If there is any doubt about his antisemitism, we need only to look at  Orban’s rehabilitation of pro-Nazis/antisemitic writers in the compulsory school curriculum, and the removal of the work of Hungary’s sole Nobel Laureate for Literature, Imre Kertesz, a Jewish Auschwitz survivor.

Anti-Roma 

Another regular target of Orban’s racist rhetoric are the Roma, a very longstanding minority in Hungary. Journalist Zsolt Bayer, co-founder of Fidesz and a confidant of Orban, said that Roma are “not fit to live among people.

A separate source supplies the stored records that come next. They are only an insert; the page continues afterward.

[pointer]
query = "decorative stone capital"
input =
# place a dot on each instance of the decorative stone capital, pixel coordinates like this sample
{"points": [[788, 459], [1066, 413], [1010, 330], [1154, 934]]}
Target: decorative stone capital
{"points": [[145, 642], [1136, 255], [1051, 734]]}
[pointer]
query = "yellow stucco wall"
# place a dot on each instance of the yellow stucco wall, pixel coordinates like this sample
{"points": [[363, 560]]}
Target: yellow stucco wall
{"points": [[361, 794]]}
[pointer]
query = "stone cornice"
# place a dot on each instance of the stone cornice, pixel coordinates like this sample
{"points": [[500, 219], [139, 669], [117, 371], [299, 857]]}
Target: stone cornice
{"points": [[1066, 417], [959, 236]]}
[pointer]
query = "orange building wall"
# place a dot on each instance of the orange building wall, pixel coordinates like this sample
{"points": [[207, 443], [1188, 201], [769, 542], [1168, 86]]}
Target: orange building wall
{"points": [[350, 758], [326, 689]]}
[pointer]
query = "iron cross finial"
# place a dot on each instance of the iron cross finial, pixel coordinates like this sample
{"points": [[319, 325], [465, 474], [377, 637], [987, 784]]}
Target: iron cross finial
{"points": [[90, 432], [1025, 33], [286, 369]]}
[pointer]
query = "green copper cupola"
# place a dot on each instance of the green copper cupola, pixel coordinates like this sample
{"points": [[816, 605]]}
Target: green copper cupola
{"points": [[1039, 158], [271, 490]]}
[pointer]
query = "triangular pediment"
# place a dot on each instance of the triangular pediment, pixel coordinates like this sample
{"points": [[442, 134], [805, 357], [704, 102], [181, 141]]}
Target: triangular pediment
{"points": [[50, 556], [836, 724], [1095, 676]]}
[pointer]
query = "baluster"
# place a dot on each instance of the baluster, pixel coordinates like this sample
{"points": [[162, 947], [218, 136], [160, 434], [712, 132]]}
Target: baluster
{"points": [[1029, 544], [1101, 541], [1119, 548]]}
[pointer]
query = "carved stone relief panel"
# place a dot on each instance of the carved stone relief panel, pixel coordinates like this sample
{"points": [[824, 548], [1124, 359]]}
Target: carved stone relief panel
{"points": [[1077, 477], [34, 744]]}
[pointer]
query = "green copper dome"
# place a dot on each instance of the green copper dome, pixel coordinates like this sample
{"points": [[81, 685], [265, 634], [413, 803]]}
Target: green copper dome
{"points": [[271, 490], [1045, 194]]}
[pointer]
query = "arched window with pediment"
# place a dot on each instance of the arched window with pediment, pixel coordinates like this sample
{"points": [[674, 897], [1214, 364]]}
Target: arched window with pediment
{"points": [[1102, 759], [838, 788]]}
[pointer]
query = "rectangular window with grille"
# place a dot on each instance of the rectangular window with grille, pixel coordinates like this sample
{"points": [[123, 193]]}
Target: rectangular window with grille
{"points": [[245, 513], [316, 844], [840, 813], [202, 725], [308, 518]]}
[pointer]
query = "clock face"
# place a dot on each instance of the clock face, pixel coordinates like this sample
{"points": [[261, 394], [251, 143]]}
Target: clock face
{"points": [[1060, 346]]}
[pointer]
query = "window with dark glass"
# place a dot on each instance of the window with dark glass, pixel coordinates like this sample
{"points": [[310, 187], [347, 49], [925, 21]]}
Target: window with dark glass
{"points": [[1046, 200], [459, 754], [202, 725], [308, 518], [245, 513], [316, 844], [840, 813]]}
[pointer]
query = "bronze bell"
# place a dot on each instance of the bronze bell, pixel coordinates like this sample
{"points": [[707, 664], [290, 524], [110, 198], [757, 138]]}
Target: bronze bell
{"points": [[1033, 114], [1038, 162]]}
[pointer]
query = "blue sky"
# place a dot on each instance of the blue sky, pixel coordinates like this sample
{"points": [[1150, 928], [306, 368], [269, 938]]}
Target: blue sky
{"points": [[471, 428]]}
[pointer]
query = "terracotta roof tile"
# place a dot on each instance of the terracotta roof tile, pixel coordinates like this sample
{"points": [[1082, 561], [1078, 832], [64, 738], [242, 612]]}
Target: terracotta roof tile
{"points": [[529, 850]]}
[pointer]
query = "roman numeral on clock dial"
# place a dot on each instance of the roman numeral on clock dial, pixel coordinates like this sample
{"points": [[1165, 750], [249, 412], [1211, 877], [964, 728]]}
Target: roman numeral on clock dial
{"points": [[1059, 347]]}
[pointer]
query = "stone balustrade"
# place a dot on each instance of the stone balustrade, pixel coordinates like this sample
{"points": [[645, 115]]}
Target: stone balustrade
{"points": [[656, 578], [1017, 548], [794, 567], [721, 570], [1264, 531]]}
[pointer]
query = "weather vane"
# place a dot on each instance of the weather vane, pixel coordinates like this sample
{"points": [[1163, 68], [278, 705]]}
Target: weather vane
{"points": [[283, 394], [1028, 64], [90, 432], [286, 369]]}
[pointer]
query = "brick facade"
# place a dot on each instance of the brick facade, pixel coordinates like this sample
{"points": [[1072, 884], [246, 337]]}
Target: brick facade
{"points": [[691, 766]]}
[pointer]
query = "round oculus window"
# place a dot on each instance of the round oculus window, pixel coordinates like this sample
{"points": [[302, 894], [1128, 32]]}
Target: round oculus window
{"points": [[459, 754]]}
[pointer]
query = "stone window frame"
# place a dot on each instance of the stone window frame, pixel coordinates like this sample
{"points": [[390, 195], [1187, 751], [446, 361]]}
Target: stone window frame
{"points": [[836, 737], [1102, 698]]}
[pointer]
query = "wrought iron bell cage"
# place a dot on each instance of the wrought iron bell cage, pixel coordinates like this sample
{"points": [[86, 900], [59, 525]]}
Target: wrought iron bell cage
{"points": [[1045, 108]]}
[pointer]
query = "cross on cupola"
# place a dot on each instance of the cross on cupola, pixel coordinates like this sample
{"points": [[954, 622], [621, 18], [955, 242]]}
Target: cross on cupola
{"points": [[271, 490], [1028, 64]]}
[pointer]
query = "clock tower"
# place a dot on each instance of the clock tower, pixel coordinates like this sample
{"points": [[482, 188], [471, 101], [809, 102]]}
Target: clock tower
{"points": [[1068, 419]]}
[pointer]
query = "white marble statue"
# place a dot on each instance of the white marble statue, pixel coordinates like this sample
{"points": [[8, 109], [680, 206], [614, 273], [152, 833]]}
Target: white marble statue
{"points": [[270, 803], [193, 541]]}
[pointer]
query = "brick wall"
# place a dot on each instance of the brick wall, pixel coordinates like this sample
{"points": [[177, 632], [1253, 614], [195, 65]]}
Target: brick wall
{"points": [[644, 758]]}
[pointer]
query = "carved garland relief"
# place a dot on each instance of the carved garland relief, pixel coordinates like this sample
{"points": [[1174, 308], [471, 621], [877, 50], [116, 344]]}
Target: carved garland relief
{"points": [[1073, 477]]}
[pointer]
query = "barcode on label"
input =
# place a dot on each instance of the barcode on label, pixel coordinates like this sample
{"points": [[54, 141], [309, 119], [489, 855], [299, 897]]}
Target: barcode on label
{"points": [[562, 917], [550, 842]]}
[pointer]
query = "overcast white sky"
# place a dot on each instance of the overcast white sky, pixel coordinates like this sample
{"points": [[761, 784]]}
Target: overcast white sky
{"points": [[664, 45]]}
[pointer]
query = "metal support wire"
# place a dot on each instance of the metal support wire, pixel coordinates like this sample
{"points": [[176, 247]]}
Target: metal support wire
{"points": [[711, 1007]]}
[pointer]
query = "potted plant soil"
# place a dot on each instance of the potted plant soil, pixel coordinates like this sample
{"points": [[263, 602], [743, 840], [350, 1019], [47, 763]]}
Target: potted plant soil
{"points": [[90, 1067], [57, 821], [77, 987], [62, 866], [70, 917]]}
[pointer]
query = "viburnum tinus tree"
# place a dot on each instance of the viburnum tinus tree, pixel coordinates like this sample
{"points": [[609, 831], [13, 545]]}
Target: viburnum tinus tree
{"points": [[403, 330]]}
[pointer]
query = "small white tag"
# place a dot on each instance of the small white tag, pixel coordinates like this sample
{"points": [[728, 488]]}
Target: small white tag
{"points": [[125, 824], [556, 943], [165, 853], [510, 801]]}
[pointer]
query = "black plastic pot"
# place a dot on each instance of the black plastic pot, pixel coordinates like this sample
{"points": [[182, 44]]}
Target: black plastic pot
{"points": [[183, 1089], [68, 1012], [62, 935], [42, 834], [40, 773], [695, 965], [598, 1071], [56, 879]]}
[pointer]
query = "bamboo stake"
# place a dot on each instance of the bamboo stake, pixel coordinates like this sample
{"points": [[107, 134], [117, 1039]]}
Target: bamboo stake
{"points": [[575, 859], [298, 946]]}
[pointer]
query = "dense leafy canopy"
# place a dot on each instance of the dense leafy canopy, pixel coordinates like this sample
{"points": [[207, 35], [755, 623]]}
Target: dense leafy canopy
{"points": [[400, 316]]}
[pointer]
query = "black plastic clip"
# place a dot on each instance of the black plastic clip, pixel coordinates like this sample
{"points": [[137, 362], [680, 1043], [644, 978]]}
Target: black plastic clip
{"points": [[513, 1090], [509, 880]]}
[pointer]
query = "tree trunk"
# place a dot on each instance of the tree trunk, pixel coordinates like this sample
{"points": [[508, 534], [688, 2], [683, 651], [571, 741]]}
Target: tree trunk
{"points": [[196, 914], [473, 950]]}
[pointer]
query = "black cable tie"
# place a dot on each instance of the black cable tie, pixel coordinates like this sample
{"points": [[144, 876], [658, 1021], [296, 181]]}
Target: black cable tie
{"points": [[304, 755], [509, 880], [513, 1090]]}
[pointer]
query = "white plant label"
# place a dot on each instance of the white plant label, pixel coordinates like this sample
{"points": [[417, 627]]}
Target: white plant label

These Roma are animals and they behave like animals.”

Fidesz carried out a policy of segregation in education. This was challenged in court and the Government lost. Orban reacted by describing Roma children as “aggressors against the majority”.

In Hungary, attacks on Roma settlements by far-right activists, including arson, are common.  With anti-Roma rhetoric coming from the top of Government this is no surprise.

Tory support for Fidesz

So this is the man who Prime Minister Johnson is meeting today. Shocking? Yes. Surprising? No. When Johnson was Tory Foreign Minister, he warmly welcomed Orban’s re-election. Later that year, Tory MEPs lined up with the far right to try to defend Orban from EU censure. Today the Tories are in a bloc with Fidesz in the Council of Europe.

Here in Britain the Tories continue to build a hostile environment for migrants and stir up hatred against them, with a new tranche of anti-migrant and refugee legislation on its way. The Police, Crime, Sentencing and Courts Bill increases the powers of the state against the people.

So Johnson and Orban have a great deal in common.

The Jewish Socialists’ Group condemns this meeting and calls on anti-racists, Jewish, Muslim, GRT organisations and the Labour Party to do so too.